Mic has a five-person video team led by Shelley Venus, a former producer at Fox and Bloomberg TV, and staffed with former Vox Media producers, who Mic hired in January. Altchek calls them “predators,” as they all produce, shoot and edit video. They’re working on four new shows, which Mic will debut later this year. Two are slated to debut this summer, one centered on travel and innovation in local communities, another on technology.
The tech show “is about how the world is getting flipped on its head, not the pixels in your new smartphone,” said Altchek.
Mic has yet to monetize its video, which Altchek frames as a choice: Mic hasn’t enabled pre-roll ads on its YouTube channel, nor did it court a sponsor for its first season of “Flip the Script.”

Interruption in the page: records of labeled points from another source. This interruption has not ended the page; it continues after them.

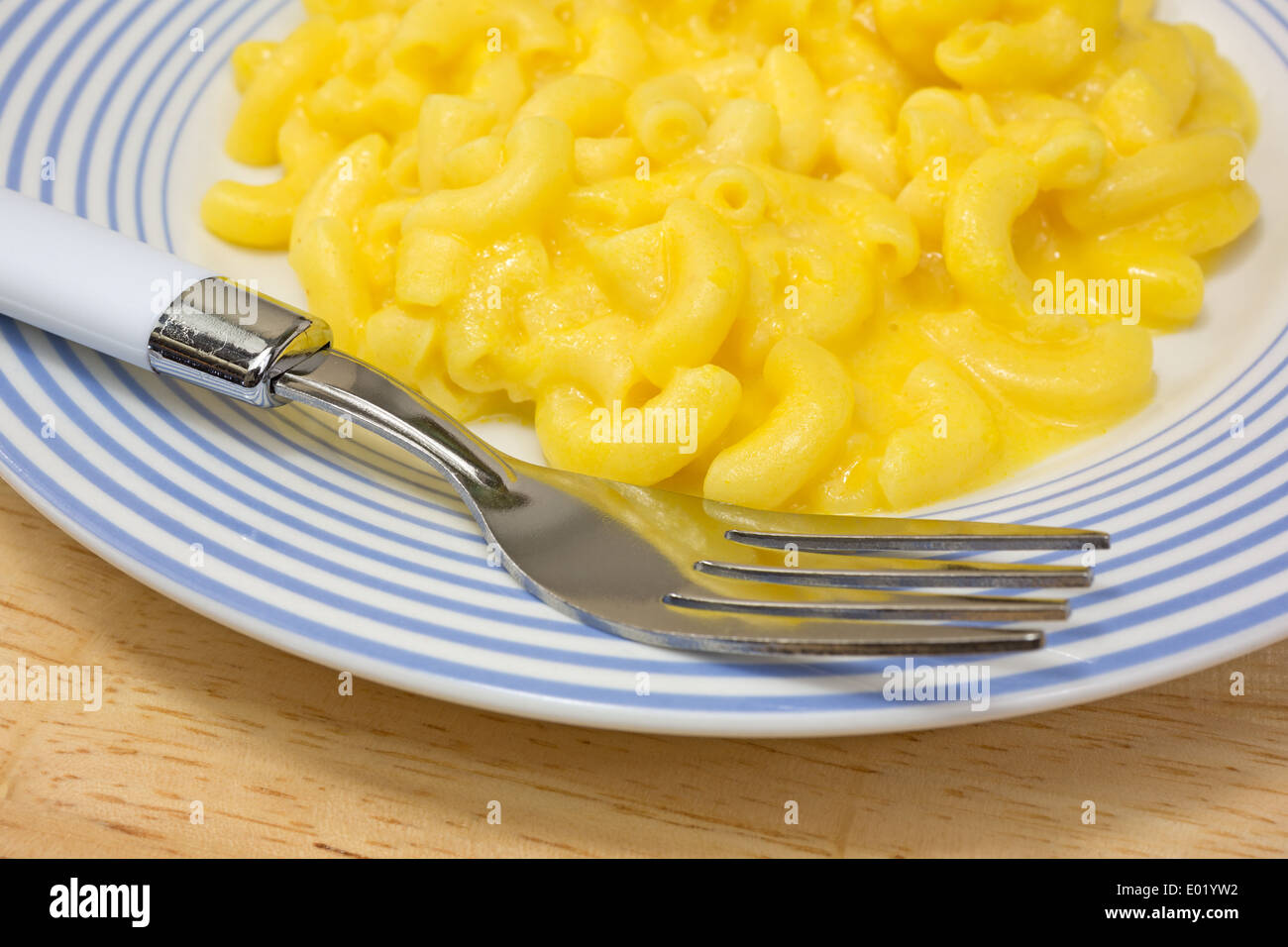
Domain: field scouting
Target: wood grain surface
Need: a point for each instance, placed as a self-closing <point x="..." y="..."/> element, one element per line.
<point x="283" y="766"/>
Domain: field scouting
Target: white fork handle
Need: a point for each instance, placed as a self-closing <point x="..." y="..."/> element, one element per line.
<point x="85" y="282"/>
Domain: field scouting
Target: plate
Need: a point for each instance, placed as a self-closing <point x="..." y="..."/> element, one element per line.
<point x="344" y="553"/>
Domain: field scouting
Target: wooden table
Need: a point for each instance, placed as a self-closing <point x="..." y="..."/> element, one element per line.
<point x="283" y="766"/>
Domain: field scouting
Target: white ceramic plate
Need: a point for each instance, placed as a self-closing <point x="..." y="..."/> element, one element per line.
<point x="351" y="556"/>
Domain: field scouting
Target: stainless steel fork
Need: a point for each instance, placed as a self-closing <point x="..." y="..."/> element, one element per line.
<point x="644" y="564"/>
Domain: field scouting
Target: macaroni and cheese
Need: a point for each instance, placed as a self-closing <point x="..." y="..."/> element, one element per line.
<point x="831" y="256"/>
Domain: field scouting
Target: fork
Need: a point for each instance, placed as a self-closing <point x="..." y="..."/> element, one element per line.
<point x="648" y="565"/>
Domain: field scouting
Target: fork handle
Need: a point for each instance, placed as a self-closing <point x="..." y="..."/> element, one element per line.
<point x="84" y="282"/>
<point x="146" y="307"/>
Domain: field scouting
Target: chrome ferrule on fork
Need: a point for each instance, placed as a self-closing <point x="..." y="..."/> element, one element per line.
<point x="232" y="341"/>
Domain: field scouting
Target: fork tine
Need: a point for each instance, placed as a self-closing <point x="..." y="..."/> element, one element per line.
<point x="879" y="534"/>
<point x="857" y="639"/>
<point x="881" y="573"/>
<point x="883" y="605"/>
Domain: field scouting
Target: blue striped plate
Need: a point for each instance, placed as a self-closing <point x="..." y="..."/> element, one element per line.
<point x="351" y="556"/>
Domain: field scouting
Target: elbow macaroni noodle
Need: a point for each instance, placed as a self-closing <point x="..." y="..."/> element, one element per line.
<point x="836" y="257"/>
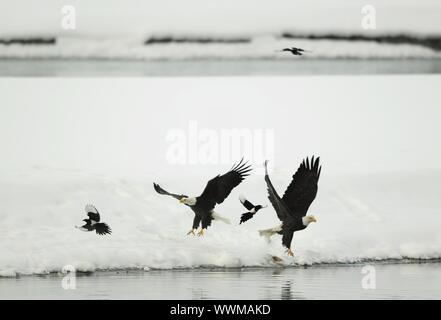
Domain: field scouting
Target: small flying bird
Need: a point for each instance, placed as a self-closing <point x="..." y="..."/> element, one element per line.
<point x="252" y="209"/>
<point x="93" y="223"/>
<point x="215" y="192"/>
<point x="295" y="51"/>
<point x="292" y="207"/>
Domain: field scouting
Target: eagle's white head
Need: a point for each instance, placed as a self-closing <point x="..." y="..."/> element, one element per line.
<point x="188" y="201"/>
<point x="308" y="219"/>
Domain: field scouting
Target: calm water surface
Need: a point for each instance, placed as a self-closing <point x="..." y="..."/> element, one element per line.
<point x="393" y="281"/>
<point x="88" y="67"/>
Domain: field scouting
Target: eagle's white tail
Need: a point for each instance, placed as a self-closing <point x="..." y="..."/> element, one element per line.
<point x="217" y="217"/>
<point x="268" y="233"/>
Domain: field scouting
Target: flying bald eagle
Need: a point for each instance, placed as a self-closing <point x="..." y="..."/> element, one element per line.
<point x="292" y="207"/>
<point x="215" y="192"/>
<point x="252" y="209"/>
<point x="93" y="223"/>
<point x="295" y="51"/>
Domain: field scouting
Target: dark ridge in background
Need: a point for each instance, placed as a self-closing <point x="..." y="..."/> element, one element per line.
<point x="432" y="42"/>
<point x="201" y="40"/>
<point x="29" y="41"/>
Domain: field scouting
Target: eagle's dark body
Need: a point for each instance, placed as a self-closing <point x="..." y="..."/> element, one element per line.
<point x="295" y="51"/>
<point x="293" y="206"/>
<point x="215" y="192"/>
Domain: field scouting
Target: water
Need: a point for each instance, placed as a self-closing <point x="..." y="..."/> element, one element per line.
<point x="285" y="67"/>
<point x="393" y="281"/>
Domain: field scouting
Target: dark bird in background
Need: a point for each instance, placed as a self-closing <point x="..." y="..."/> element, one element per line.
<point x="93" y="222"/>
<point x="252" y="209"/>
<point x="215" y="192"/>
<point x="292" y="207"/>
<point x="295" y="51"/>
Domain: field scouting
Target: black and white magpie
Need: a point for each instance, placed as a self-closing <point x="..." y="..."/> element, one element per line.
<point x="93" y="222"/>
<point x="252" y="209"/>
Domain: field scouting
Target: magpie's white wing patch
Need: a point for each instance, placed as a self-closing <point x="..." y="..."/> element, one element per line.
<point x="246" y="203"/>
<point x="90" y="208"/>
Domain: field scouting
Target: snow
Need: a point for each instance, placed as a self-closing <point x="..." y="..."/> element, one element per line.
<point x="222" y="17"/>
<point x="70" y="142"/>
<point x="260" y="47"/>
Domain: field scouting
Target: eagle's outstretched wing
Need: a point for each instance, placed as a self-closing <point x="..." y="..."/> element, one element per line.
<point x="92" y="212"/>
<point x="303" y="187"/>
<point x="218" y="188"/>
<point x="162" y="191"/>
<point x="281" y="210"/>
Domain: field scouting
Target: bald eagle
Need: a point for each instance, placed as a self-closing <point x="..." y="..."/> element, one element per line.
<point x="215" y="192"/>
<point x="295" y="51"/>
<point x="291" y="209"/>
<point x="93" y="223"/>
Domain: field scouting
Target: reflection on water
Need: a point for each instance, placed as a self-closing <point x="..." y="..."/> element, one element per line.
<point x="393" y="281"/>
<point x="82" y="68"/>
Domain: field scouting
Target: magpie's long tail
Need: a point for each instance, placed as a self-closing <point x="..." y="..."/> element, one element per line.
<point x="245" y="217"/>
<point x="102" y="228"/>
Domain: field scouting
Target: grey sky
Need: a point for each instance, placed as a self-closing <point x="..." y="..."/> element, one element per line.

“We wanted to have a hit, and have a hit that felt completely editorial,” he said. “But going forward, you’ll see a bunch of interesting sponsorships and new types of ad products that we’re layering into video. We’re playing with everything from post-reads to sponsor cards to different types of visual ways to recognize a sponsor.”
But even as Mic’s video team grows, starts to work with advertisers and begins to produce daily programming — a goal for 2016 — Altchek’s top priority is keeping that quality bar high.
“Digital video is flooded with garbage,” he said. “There’s a lot of publishers that just release video constantly. We’re running 180 degrees away from that. We don’t need to produce a 24-hour reel. We need the absolute best 30 to 90 minutes of video that serves millennials better than anyone else.”